What made William Boag walk from Lyttelton to Pigeon Bay to seek work straight off his ship in 1851, we may never know. Was it watching the hundreds of pilgrims pile over the Bridle Path, that made him take off in the opposite direction with no money, nothing going for him except the determination that was at the core of most of the early settlers?
William found work at Annadale, the farm run by Ebenezar Hay. As he ploughed Pigeon Bay, he fell in love with Ann Firmager, an orpan who was in the care of the Hays while she worked for them. A year and half later, William moved his career to the Canterbury Plains, learning dairy work in the employment of Mr. Thompson.
In 1853, his new wife at his side, William leased 200 acres from John Deans I, with right to purchase in 5 years. That was the birth of Burnside Farm, the name meaning “at the side of a small stream”. William had saved all his wages and with Ann leaving the Hays with a few dairy cows as her wages, the Boag’s began to build themselves a life. William didn’t take the 5 years to get his land in freehold. With the import of Shorthorn Cattle, Clydedales and Leicester Sheep, the Boag’s were making a name for themselves with their fine stock. They also began to purchase more land in earnest. The Boag’s eventually owned 1700 acres. As he and Ann began to grow into a larger family, William built a fine homestead that became the centre of Burnside Farm. It was located at the head of the current Avonhead Road but sadly was destroyed by fire in 1925.
There is an interesting story about William purchasing a plough and when it arrived via a ship in Lyttelton, he decided to take it home over the Bridle Path with the help of a Bullock. Things were fine going up but doing down, the plough would run into the back of the Bullock’s legs causing the poor animal to gallop down the Port Hills with the plough bashing down after it and a red-faced William chasing them both on foot. He ended up having to jump on the plough over and over to push it into the hillside, causing it to slow down. Eventually, he untied the Bullock and eased the plough the rest of the way down with man-power…these pioneers were tough!!!!
The start of the subdivison of Burnside Farm began just after World War One.

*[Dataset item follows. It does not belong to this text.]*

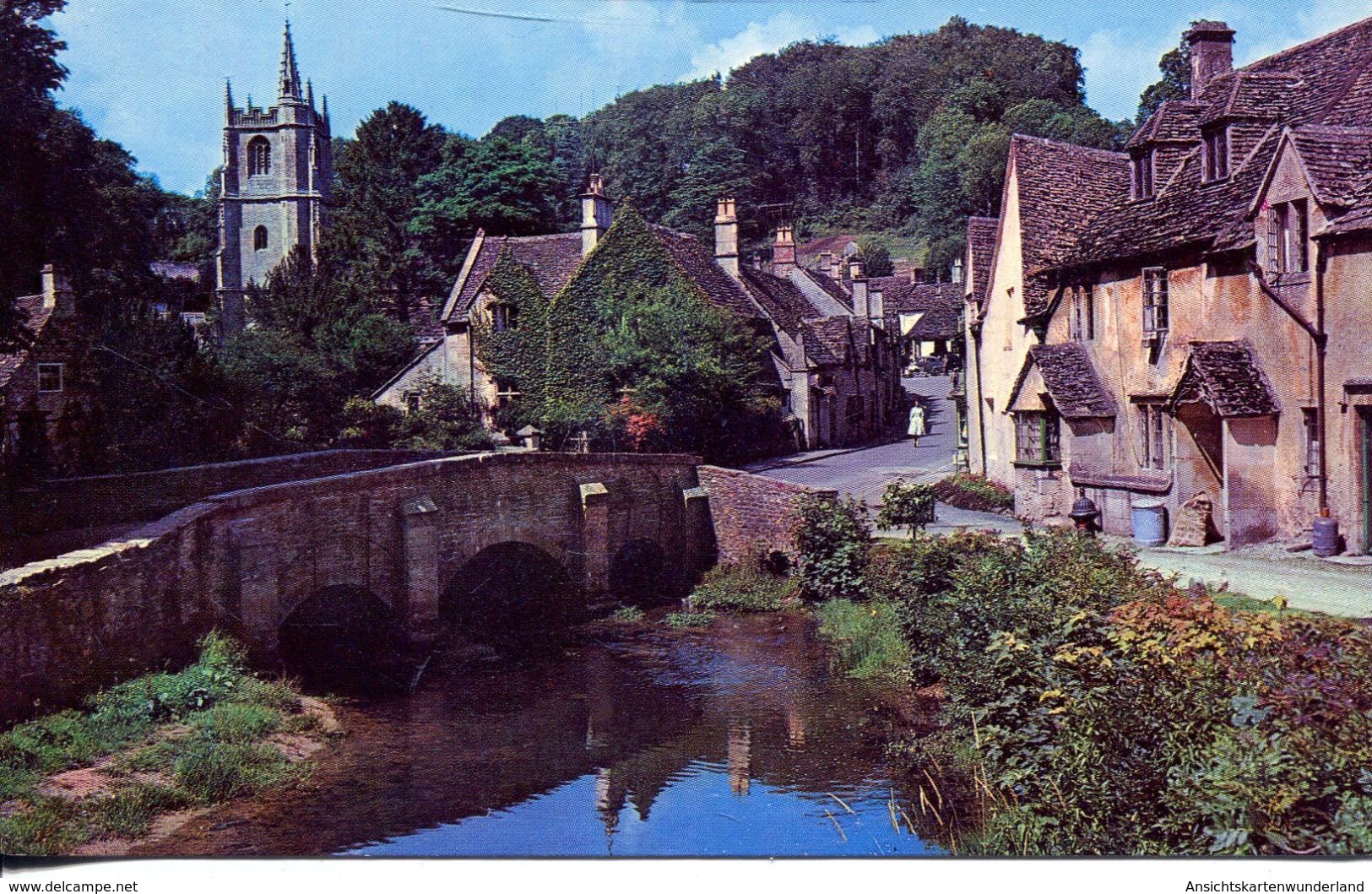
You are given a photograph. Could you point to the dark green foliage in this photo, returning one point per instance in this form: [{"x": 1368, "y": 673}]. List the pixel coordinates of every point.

In 1935, land was purchased from the Boag’s for the Christchurch Airport so you can imagine how huge Burnside Farm once was. For another example, Charles Church Haslewood purchased land from William in 1853 and called his sheep run “Coringa”. His run is now the Coringa Golf Course out at McLeans Island; Burnside Farm was HUGE! Burnside Farm remained a part of Fendall Town (Fendalton) until 1959 when the city council made Burnside officially a suburb.
William is buried in Addington Cemetery.